I saw a commercial the other day that evoked some strong emotions from the pit of my being, which I can’t usually say after watching a commercial. Ironically, I can’t recall which commercial it was, and several of those I’ve seen recently have had a similar impact on me. When did we become so wired that being wired would seem so normal?
The product was an incredible one, I’m sure; I remember thinking how convenient the service would be if I were X (oh yes, I remember now; but I still won’t tell you, because I don’t think there’s any need to rip on a product as cool as this). But it brought to the tip of my brain the one thought I’ve been avoiding for the last fifteen years as the internet/cell phone/totally-accessible-all-of-the-time-my-car-can-drive-itself-so-what’s-the-point-in-knowing-how-to-parallel-park age has exploded around me: We have created a world wherein we can totally detach from one another. Instead of being who we are, we create a persona–a virtual self–and it takes our place in education, in debate, in politics, in relationships. In almost every aspect of our lives, now, we are so connected that we can afford to disconnect.
Isn’t that strange?
An example: For several years, I’ve visited (sometimes regularly, sometimes not) a Christian chat room. It has been a blessing and a curse. One of the blessings is that I’ve made incredible friendships with some intelligent people who are interested in some of the same topics within Christianity that I am interested in. One of the curses, I’ve learned, is that it sometimes “feels” like community, so it has been easy for me to not commit to Christians in my face-to-face life. I cannot tell you how many times I’ve heard folks in that chat room say they don’t go to church on Sunday; the chat room is their church. We are so connected that we disconnect.
I’m not saying this is true of everybody, or that it is true in every circumstance. I do think it is a growing phenomenon, however. I see it evolving even in my life–me, who hardly answers her cell phone (that’s right, everyone, I’ve confessed: I typically silence your calls; it’s not that I don’t like you [I do] and it’s not that I don’t want to talk [I do], but I really just hate being accessible all of the time [truly, I do]).
The past few days, I’ve been bombarded with a nasty stomach virus. I thought (and wished) it might kill me. It was quite honestly that bad. But it allowed me one incredible freedom: I unplugged. My phone was turned off. My music was turned off. My computer was turned off.
In spite of how awful it was, it was wonderful to be silent. It was wonderful to be alone. In a world that demands that we always connect, I’m just here today to challenge you to unplug for a day. Or two.

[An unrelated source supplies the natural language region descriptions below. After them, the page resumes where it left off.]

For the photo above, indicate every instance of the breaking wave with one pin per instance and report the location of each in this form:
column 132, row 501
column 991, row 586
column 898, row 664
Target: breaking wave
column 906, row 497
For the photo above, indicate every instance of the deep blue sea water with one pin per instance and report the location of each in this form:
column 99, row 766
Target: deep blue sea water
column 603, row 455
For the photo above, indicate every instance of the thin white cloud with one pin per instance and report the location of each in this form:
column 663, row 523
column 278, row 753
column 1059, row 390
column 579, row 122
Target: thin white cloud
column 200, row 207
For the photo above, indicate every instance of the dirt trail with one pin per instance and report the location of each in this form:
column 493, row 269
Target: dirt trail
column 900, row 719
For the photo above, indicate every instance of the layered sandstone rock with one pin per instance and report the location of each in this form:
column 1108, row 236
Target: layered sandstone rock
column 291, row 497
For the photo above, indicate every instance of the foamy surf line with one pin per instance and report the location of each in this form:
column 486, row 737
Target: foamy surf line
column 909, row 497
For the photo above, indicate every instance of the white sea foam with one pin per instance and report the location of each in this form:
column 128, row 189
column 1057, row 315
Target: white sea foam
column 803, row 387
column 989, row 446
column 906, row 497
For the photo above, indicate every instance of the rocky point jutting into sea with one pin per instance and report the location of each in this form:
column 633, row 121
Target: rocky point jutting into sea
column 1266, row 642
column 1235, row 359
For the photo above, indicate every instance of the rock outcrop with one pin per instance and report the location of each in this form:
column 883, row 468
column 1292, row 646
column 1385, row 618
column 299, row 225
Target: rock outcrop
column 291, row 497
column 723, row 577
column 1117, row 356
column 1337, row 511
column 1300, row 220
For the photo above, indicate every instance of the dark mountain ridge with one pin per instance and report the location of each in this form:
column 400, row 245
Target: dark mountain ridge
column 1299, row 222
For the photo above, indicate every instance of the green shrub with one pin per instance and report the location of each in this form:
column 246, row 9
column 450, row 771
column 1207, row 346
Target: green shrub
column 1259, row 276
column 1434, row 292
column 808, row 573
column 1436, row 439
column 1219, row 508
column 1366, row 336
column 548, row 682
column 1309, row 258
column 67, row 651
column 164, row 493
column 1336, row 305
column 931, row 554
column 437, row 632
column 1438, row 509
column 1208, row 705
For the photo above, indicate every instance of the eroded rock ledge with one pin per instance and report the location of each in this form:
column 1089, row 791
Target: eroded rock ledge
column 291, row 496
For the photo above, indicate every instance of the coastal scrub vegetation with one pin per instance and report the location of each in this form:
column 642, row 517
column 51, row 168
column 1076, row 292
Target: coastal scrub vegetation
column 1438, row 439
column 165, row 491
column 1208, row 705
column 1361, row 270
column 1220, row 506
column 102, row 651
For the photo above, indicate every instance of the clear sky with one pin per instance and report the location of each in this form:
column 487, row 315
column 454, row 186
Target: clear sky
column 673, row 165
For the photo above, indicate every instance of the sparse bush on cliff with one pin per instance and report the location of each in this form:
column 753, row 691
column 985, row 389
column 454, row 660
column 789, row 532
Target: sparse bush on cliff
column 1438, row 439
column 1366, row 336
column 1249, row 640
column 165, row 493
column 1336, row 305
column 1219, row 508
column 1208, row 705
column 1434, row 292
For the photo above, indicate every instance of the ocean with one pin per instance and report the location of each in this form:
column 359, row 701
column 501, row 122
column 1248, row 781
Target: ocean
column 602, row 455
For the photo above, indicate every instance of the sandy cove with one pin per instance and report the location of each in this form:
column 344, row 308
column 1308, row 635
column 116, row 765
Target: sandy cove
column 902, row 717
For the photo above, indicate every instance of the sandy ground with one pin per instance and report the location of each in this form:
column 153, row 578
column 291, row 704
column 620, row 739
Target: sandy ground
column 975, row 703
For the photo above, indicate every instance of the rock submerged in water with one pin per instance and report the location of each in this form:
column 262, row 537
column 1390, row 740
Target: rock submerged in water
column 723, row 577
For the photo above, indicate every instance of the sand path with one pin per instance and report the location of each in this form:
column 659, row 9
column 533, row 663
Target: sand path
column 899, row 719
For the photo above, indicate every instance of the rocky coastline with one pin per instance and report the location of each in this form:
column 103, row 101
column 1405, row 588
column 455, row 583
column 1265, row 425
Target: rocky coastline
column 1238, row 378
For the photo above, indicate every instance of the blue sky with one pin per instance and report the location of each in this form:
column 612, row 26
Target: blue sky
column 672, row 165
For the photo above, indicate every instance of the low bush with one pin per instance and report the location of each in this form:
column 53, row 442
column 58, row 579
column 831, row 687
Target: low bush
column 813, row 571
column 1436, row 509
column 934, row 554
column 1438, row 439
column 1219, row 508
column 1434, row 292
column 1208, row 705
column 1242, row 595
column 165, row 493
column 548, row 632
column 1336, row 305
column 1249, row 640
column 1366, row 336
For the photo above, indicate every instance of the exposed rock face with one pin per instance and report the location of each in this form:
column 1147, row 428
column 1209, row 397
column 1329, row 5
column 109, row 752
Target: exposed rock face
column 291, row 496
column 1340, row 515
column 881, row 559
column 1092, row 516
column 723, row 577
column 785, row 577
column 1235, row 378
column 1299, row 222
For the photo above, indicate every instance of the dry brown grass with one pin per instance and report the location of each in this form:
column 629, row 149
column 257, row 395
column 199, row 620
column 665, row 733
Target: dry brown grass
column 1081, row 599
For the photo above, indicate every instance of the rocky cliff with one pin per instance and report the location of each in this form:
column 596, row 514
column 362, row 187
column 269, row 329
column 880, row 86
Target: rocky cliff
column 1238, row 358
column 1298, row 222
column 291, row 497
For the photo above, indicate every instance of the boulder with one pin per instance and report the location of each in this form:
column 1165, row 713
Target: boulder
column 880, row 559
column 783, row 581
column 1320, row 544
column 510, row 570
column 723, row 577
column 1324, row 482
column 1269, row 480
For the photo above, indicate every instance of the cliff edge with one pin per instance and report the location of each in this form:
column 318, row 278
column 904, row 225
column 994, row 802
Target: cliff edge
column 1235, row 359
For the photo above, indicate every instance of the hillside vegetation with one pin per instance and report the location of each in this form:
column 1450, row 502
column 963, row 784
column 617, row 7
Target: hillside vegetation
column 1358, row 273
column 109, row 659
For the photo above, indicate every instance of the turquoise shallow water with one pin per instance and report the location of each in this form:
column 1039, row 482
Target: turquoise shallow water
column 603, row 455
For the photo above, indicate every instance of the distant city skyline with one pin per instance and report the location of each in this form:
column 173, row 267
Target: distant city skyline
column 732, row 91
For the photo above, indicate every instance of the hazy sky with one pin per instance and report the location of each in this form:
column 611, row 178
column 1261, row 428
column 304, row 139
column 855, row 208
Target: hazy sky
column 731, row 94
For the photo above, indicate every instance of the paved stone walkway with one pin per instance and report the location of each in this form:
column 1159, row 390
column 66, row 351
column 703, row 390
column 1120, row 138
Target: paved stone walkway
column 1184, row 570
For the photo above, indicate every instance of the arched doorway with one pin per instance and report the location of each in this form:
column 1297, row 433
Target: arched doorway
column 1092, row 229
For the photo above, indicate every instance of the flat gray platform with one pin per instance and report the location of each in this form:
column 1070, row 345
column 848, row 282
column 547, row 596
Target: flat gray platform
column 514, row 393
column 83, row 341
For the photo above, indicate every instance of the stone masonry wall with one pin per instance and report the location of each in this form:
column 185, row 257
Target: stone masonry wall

Or, if you’re really brave, a week. Spend some time with pen and paper, rather than blogs and tweets (she says in her blog); read a book with a dustcover jacket (remember those?) instead of on your Kindle; turn off the television and talk with the people in your home; unplug your guitar and sing quietly just for the sake of intimacy with Christ. No amps; no apps; no you tube videos; no tweets; no IMs; no text messages. Just unplug. Turn it all off.
I think we need that silence once in awhile, to disconnect from the world and reconnect with the true things in life: Family, friends, faith, and most importantly, the Light that has come into the world.